Emperyalist İşgalle Tarumar Edilen Ülke Libya

libya

İşbirlikçi kukla yönetimlerin, cihatçı çetelerin insafına bırakılmış durumda petrolü yağmalanan, ekonomisi çökertilen ülkede can güvenliği de kalmadı. Cadde ve sokaklarından oluk oluk kan aktı, milyonlarca insan evsiz kaldı, on binlerce insan cezaevine atıldı, binlerce insan gözaltında kaybedildi… Peki Libya’da gerçekte ne oldu?

1951 Yılında kurulan Libya’da, İtalyan işgali sırasında ülkeden kaçan kral İdris başa geçirilmiş ve 1953 yılında Tobruk’ta, İngilizlerin, bir yıl sonrada Trablus’ta ABD’nin askeri üs açmasına izin vermişti.
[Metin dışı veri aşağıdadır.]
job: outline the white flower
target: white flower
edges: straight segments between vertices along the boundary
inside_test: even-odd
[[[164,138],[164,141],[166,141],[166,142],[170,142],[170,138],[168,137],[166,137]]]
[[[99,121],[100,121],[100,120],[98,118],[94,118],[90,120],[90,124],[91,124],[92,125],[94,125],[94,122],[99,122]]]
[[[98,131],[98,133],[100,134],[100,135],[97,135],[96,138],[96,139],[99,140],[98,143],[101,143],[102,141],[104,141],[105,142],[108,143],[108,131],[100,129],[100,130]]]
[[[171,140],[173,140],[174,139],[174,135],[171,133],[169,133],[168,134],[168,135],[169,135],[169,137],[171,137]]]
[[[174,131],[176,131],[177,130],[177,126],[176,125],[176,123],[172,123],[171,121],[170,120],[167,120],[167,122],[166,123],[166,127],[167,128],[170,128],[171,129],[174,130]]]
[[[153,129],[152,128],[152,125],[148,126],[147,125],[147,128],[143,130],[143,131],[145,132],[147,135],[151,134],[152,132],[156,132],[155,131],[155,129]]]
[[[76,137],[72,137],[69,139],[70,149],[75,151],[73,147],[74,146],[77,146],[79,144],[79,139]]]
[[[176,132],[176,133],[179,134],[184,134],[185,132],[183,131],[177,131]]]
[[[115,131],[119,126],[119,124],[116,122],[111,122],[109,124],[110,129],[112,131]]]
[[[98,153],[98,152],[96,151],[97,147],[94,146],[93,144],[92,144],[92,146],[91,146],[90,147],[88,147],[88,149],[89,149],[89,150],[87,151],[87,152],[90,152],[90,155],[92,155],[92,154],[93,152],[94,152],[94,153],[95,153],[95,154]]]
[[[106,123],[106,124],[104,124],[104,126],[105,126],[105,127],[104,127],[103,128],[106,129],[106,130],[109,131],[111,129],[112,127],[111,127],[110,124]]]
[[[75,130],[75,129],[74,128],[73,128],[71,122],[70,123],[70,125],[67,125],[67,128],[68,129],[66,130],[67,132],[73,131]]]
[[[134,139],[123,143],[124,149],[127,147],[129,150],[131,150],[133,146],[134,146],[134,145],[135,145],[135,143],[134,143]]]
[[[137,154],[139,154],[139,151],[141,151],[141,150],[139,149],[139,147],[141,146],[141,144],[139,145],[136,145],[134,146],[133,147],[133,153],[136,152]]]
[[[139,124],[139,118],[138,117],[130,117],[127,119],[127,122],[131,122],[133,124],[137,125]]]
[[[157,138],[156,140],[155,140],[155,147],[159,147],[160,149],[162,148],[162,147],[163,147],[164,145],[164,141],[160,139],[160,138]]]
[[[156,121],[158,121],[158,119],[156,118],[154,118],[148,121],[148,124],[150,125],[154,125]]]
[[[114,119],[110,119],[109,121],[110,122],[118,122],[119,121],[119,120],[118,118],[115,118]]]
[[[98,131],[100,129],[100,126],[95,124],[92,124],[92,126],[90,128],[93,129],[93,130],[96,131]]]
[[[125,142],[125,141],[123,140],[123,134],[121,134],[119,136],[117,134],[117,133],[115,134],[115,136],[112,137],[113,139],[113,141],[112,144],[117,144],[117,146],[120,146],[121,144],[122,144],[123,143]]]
Sömürgeci güçlere böyle biat edilmesi Libya halkında tedirginlik yaratmış, sık sık gösteriler düzenlenir olmuştu.

2. Paylaşım Savaşı öncesi Libya çölleri çöplük olarak kullanıldığından, bu bölgelere atılan tank vs. gibi hurdalar ülkenin başlıca geçim kaynağını oluşturuyordu. Diğer geçim kaynağı ise kağıt yapımında kullanılan hasır otu idi. 1959 Yılında Standart petrol Libya’da petrol bulunca, İdris rejimi hızlıca petrol yasasını çıkarmıştı. 1961 yılında ise şirket Libya petrolünü ihraç eder olmuştu.

İdris ve çevresinin olağan bir hal alan yolsuzlukları ve emperyalistlere karşı sergiledikleri dalkavukluk nedeniyle hiç kimse Kaddafi darbesine ses çıkarmadı. 1969 Yılında rejimi ele geçiren Kaddafi’nin ilk işi askeri üsleri kapatmak oldu. Bu Kaddafi’ye halkın gözünde büyük saygınlık kazandırdı.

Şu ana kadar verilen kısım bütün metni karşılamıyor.